One option that can be explored is by implementing the increase in a phased manner, rather than all at once. This would give employers time to adjust to the increased contribution rates and mitigate the financial impact on their businesses. The government could also consider providing incentives or tax breaks for employers who comply with the increased contribution rates, to help ease the burden of the additional cost.

Another approach the government could take is to engage with employers and business associations to better understand their concerns and needs. This could involve consultations and dialogues with representatives from these groups to come up with solutions that work for both sides. By actively engaging with employers, the government could help to build support for the proposal and increase the chances of successful implementation.
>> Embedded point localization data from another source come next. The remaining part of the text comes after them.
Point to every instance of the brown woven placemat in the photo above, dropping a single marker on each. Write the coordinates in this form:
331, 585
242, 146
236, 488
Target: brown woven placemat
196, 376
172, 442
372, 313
The government could also explore alternative funding sources to support the increased EPF contributions. For example, they could consider redirecting some of the revenue from the implementation of a new tax or the collection of unpaid taxes to support the EPF. This could help to alleviate the financial burden on employers while still achieving the objective of increased EPF contributions.

In conclusion, the proposal to increase employer contributions to the EPF to 20% is a complex policy issue that will require careful evaluation and consideration of multiple factors. While the proposal could potentially improve the financial security of EPF contributors in retirement, the government will need to carefully weigh the potential benefits and costs before deciding. Ultimately, any decision will need to be guided by the goal of promoting sustainable economic growth and social welfare in Malaysia.

Dr Paul Anthony Mariadas is a Lecturer for the School of Accounting and Finance at Taylor’s Business School, Faculty of Business and Law, Taylor’s University. Taylor’s Business School is the leading private business school in Southeast Asia for Business and Management Studies based on the 2023 QS World University Rankings by Subject.